If you stop using AZARGA without speaking to your doctor, the pressure in your eye will not be controlled which could lead to loss of sight.
If you have any further questions on the use of this medicine, ask your doctor or pharmacist.
4. Possible side effects
Like all medicines, this medicine can cause side effects although not everybody gets them.
Stop using this medicine and contact your doctor immediately if you develop skin rash, severe skin reaction, or severe redness and itching of the eye. These could be the signs of an allergic reaction (frequency is not known).
You can usually carry on taking the drops, unless the effects are serious. If you are worried, talk to your doctor or pharmacist. Do not stop using Azarga without speaking to your doctor first.
Common (may affect up to 1 in 10 people)
- Effects in the eye: eye surface inflammation, blurred vision, signs and symptoms of eye
irritation (e.g. burning, stinging, itching, tearing, redness), eye pain.

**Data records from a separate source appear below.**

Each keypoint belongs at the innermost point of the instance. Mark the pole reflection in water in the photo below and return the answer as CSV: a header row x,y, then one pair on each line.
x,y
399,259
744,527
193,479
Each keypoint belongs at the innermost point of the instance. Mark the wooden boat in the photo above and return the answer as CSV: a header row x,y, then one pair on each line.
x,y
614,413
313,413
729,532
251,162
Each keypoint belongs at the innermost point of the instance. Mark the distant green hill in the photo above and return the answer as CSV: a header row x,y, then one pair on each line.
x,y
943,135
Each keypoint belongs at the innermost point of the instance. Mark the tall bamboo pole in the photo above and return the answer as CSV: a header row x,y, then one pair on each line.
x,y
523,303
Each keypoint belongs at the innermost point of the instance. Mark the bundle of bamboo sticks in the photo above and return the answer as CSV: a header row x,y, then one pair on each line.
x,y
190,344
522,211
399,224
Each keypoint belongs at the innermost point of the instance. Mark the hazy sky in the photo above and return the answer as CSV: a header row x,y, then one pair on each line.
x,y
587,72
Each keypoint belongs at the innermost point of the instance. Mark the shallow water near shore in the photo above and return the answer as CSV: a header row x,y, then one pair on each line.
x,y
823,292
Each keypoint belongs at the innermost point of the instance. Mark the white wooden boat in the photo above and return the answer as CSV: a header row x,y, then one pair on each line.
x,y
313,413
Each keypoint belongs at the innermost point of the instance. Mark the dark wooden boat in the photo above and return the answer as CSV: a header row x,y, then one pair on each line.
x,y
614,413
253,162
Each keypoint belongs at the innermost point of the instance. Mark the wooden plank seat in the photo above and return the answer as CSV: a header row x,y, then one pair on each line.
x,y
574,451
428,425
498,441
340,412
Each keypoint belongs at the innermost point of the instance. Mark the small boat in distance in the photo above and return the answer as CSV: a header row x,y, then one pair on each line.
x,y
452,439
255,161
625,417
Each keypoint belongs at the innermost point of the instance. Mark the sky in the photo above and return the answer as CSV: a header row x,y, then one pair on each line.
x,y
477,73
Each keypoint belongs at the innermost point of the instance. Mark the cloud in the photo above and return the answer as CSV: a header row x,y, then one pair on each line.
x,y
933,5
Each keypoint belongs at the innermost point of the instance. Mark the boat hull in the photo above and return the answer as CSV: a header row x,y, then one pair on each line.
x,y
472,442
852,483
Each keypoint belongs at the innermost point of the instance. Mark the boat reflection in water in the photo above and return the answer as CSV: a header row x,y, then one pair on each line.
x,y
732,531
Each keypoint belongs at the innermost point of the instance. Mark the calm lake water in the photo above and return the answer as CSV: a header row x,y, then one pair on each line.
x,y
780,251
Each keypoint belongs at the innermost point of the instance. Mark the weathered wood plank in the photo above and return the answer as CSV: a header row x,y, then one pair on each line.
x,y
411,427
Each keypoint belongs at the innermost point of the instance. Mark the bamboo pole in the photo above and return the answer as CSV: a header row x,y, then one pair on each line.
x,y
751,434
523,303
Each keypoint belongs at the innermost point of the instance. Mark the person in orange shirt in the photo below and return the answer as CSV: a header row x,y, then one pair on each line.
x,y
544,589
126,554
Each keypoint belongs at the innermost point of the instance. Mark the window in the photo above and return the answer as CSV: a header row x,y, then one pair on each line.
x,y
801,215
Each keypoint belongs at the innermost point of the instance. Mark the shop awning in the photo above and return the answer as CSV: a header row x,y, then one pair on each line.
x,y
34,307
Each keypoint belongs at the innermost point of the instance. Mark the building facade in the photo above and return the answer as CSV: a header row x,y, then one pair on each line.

- General side effects: heart rate decreased, taste disturbances.
Uncommon (may affect up to 1 in 100 people)
- Effects in the eye:corneal erosion (damage to the front layer of the eyeball), Eye surface
inflammation with surface damage, inflammation inside the eye, corneal staining, abnormal sensation in the eyes, eye discharge, dry eye, tired eyes, itchy eye, eye redness, eyelid redness.
- General side effects: decrease in white blood cell count, decreased blood pressure, cough,
blood in urine, body weakness.
Rare (may affect up to 1 in 1,000 people)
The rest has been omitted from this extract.